When Alford first discovered him, he was still known only as Dread Pirate Roberts, the pseudonym that was created to mask his true identity. But even with the stack of evidence he believed was compelling, the others involved in the case weren’t ready to buy Alford’s report when it was first discussed.
As one of the most salacious cases of its kind for the DEA, it’s not shocking that no one was ready to buy that this investigator had actually cracked the case of the massive underground online drug marketplace. That’s why it took another three months to actually put together enough evidence for the government to gather a case worth tracking.
Eventually in the fall of 2013, at a NYC public library, Ulbricht was arrested and taken into custody after he was caught red-handed logging into the Dread Pirate Roberts account to make a deal on Silk Road. Finally, when he was arrested, Alford got an email that justified all his hard work.

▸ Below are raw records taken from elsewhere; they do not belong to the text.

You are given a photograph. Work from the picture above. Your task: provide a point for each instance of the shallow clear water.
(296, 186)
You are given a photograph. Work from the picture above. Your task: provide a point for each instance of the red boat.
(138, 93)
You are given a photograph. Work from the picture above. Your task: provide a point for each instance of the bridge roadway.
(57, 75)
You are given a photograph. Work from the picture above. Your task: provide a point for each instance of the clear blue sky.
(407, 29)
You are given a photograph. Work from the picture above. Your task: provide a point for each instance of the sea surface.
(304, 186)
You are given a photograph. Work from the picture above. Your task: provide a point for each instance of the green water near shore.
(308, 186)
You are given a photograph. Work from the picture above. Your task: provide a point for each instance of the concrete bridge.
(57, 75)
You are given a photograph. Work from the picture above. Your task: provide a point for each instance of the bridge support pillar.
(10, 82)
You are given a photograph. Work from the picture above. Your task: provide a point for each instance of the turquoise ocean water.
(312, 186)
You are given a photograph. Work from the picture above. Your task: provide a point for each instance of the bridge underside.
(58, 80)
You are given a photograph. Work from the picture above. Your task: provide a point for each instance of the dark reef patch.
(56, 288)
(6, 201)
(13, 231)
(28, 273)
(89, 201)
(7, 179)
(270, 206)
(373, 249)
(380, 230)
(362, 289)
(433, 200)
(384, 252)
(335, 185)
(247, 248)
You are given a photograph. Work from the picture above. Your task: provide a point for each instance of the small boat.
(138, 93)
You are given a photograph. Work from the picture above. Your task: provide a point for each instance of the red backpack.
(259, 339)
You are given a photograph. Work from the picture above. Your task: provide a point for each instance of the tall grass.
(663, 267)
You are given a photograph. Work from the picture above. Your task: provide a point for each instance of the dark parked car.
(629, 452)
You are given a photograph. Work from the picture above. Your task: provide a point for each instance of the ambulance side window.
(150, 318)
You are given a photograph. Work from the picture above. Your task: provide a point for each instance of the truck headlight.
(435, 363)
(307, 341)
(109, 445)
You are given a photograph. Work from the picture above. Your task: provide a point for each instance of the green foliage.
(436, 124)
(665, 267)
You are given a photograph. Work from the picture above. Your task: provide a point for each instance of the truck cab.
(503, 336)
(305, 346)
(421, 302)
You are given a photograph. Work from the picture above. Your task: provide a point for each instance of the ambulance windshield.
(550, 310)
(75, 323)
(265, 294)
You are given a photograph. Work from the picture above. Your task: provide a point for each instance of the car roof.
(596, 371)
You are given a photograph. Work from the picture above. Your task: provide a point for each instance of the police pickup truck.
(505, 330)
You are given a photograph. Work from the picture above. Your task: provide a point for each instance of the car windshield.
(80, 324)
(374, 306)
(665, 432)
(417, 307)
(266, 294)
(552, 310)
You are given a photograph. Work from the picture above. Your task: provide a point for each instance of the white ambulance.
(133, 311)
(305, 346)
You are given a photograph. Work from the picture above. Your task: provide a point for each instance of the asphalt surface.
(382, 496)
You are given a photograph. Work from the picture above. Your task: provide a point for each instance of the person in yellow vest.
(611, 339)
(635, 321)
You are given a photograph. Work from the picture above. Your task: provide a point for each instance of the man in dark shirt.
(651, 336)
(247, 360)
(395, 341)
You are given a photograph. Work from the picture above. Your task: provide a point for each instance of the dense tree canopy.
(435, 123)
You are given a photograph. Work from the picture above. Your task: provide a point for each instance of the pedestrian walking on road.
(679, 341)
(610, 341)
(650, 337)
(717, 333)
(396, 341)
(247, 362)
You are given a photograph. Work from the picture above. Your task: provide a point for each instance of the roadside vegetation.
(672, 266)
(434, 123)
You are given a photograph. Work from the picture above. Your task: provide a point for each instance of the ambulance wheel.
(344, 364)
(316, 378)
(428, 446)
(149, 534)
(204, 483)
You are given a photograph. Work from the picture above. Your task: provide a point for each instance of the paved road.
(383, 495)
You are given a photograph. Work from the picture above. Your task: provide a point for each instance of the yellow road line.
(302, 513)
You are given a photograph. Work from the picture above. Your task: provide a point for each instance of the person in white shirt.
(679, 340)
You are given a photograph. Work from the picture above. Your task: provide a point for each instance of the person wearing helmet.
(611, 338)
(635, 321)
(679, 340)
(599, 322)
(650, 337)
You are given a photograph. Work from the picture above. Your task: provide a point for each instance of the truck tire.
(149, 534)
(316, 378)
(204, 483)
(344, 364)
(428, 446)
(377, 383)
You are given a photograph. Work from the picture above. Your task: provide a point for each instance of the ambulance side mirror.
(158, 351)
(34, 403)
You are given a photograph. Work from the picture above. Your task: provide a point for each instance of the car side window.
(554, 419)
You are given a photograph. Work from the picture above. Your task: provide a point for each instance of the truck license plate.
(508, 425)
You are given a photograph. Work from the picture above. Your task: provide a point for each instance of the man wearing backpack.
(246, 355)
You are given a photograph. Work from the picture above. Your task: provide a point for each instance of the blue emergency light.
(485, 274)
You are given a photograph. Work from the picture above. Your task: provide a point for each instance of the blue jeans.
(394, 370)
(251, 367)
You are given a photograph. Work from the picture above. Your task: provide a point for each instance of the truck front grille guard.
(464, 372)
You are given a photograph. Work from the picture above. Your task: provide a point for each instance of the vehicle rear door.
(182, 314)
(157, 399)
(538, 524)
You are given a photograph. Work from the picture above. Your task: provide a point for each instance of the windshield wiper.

“Congrats Gary, you were right,” the email said, according to Popper’s report.
While the Silk Road case took years of investigation to crack, it was Alford’s research that finally put the missing pieces together enough for the Feds to make their case. And even then, his work got brushed under the rug in the public spotlight as most focused on the FBI’s role in actually nabbing Ulbricht.
As Popper explains in his story, this follows the same path as Frank J. Wilson, the tax agent who helped nab Al Capone but never really received the proper credit. In his interview with Popper, Alford said, “That’s just how it is,” noting that “they don’t write movies about Frank Wilson building the tax case.”
And outside the interview with NYT, there may not be a movie that tells who Alford was in the Silk Road case either. But that doesn’t make his work any less relevant.
Popper’s narrative shows how Alford stuck to the case on whatever free time he had. And while it seems like it would have taken a tech genius to crack the case, the tax investigator said this case didn’t follow that path. That path included message boards and doing a lot of Google research.
“I’m not high-tech, but I’m like, ‘This isn’t that complicated. This is just some guy behind a computer,’” Alford recalled in a story to Popper. “In these technical investigations, people think they are too good to do the stupid old-school stuff. But I’m like, ‘Well, that stuff still works.’”
That’s when he eventually learned what people were saying about Silk Road (the “anonymous Amazon”) on online forums. Eventually, Alford’s research led him down a deeper hole into more investigation policies that allowed him to start connecting the dots between Ulbricht and Dread Pirate Roberts, who Alford learned had very similar qualities to who would fit the bill to be the creator of such a site.
Despite the evidence that was stacking up, Alford wasn’t being taken seriously on the case for some time. As the case continued, Ulbricht’s name kept showing back up, and the tax agent couldn’t shake the connection. Had Alford shaken that inclination and what he believed to be strong evidence, it’s hard to know when Dread Pirate Roberts would have been caught.
And when it was all over? As Popper’s report shares, Alford was given a plaque from superiors with a Sherlock Holmes quote: “The world is full of obvious things which nobody by chance ever observes.”
How ironic for the case of Silk Road and Dread Pirate Roberts.